Cx26 and Cx30 are normally expressed at very low levels, but are highly expressed in regions of hyperproliferative epidermis during healing in rodents (Goliger & Paul 1995; Coutinho et al. 2003). Interestingly, high levels of Cx26 and Cx30 are also found in hyperproliferative epidermis such as viral warts, psoriasis and porokeratosis (Hivnor et al. 2004; Lemaître et al. 2006; Lucke et al. 1999; Labarthe et al. 1998). Thus, both Cx26 and Cx30 have been suggested to be markers of hyper-thickened epidermis. Furthermore, many of the hyperproliferative skin diseases where Cx26 and Cx30 expression are increased are also associated with abnormalities in differentiation, prompting authors to suggest they may be involved in abnormal differentiation, or at least reliable markers (Labarthe et al. 1998; Lucke et al. 1999). Like other differentiation markers connexins are expressed in specific layers of epidermis, and induction of differentiation of keratinocytes in vitro with calcium resulted in changes in the connexins expressed (Brissette et al. 1994). Additionally, treatment of human epidermis with retinoic acid, known to significantly modify keratinocyte differentiation, also modified connexin expression, particularly
increasing expression of Cx26 (Masgrau-Peya et al. 1997). Cx26 and Cx30 mutations have also been linked to hyperproliferative and poorly differentiated epidermis through connexin related diseases, where patients frequently present with hyperkeratosis and parakeratosis (Richard, White, et al. 1998; Lamartine et al. 2000; Kelsell et al. 2000). Expression of one Cx26 human mutation (R143W) that appears to prevents Cx26 trafficking, in keratinocytes in vitro resulted in hyper-thickened organotypic cultures in comparison to wild type Cx26. Surprisingly though, this was not in conjunction with abnormal differentiation (Man et al. 2007). Expression of another, encoding a stop mutation (35delG) that effectively knocks out Cx26, instead reduced the thickness of keratinocyte organotypic cultures. However, a Cx30 mutation that causes hidrotic ectodermal dysplasia, G11R, caused no apparent differences (Wiszniewski et al. 2001). Alternatively, expression of a different hidrotic ectodermal dysplasia Cx30 mutation (A88V) driven by the endogenous promoter caused mild hyperkeratosis in transgenic mice (Bosen et al. 2014), though its effect on differentiation and wound healing remains to be tested.
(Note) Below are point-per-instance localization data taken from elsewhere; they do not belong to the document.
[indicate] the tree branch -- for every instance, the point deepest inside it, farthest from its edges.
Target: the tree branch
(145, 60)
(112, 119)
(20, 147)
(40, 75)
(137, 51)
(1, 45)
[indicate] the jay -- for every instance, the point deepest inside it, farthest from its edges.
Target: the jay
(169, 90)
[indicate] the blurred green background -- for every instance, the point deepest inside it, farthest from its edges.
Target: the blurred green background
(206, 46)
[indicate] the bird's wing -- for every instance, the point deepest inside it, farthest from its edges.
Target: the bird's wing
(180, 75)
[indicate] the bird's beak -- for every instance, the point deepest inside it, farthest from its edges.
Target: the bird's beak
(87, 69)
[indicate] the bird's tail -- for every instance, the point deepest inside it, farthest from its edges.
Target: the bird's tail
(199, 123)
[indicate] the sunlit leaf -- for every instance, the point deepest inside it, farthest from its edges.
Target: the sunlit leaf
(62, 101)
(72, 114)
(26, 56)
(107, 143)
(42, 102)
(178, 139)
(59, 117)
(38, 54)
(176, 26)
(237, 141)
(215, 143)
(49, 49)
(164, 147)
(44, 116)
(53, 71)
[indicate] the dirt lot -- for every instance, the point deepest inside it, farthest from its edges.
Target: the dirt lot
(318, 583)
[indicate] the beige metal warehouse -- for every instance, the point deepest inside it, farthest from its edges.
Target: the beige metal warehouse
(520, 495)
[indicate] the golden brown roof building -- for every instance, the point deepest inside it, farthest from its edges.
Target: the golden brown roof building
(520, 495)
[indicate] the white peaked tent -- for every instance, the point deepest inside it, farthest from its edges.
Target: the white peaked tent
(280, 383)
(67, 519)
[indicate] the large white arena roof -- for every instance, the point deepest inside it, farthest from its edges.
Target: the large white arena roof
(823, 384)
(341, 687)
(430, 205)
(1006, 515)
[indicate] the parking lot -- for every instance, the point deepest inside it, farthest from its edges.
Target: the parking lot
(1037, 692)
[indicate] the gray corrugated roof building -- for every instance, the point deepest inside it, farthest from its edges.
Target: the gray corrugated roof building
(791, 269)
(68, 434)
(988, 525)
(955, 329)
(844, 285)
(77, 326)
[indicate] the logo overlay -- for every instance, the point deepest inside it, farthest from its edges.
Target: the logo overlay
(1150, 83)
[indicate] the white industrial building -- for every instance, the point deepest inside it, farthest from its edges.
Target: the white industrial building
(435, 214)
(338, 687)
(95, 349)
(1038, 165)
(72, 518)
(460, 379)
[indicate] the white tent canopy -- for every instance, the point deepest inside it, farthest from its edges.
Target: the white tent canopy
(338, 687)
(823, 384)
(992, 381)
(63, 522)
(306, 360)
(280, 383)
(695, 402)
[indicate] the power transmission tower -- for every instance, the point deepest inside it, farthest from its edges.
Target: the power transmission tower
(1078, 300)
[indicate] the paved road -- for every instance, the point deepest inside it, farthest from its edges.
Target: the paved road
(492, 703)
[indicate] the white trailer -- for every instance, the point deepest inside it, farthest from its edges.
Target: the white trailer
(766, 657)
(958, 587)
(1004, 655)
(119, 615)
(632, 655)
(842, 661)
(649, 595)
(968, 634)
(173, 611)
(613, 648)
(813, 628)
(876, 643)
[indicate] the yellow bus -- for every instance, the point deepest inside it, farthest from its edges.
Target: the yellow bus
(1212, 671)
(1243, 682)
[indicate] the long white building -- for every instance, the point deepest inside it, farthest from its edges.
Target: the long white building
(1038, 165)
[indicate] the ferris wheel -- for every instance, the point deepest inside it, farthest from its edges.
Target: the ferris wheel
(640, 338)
A further loss of function Cx26 dominant mutation was expressed in a rat epidermal keratinocyte line, alongside overexpression of wild type Cx26 (Thomas et al. 2007). Surprisingly, neither caused a difference in epidermal thickness or differentiation of the keratinocytes. Moreover, neither altered proliferation or migration of the cells. Oppositely, over-expression of wild type Cx26 in a human keratinocyte cell line (nTERT) resulted in significantly increased proliferation in organotypic cultures (Man et al. 2007). It also increased migration rates compared to vector only controls. Similarly, overexpression of Cx30 in nTERT keratinocytes caused a significant increase in proliferation and migration. Enhanced cell proliferation was also observed in head and neck squamous cancer cells where full length and partial length Cx30 was over-expressed (Ozawa et al. 2009). Nevertheless,
in vivo observations do not support a direct association between proliferation
and either connexin. While Goliger et al observed Cx26 in hyperproliferative epidermis during healing, they noted that it was present predominantly in the differentiated layers rather than in the proliferative layers (Goliger & Paul 1995). Double labelling for Cx26 and Ki67, a marker for proliferation, in human hyperproliferative psoriatic lesional epidermis similarly showed most Cx26 expressing cells did not express Ki67 (Lucke et al. 1999). Additionally a negative correlation between the connexins Cx26 and Cx30, and Ki67 was
reported during wound healing in the mouse epidermis (Coutinho et al. 2003). These conflicting results means that while it is clear Cx26 and Cx30 are involved in the wound healing process, the roles they play in proliferation, differentiation and migration are elusive, and their ultimate importance is still highly contentious.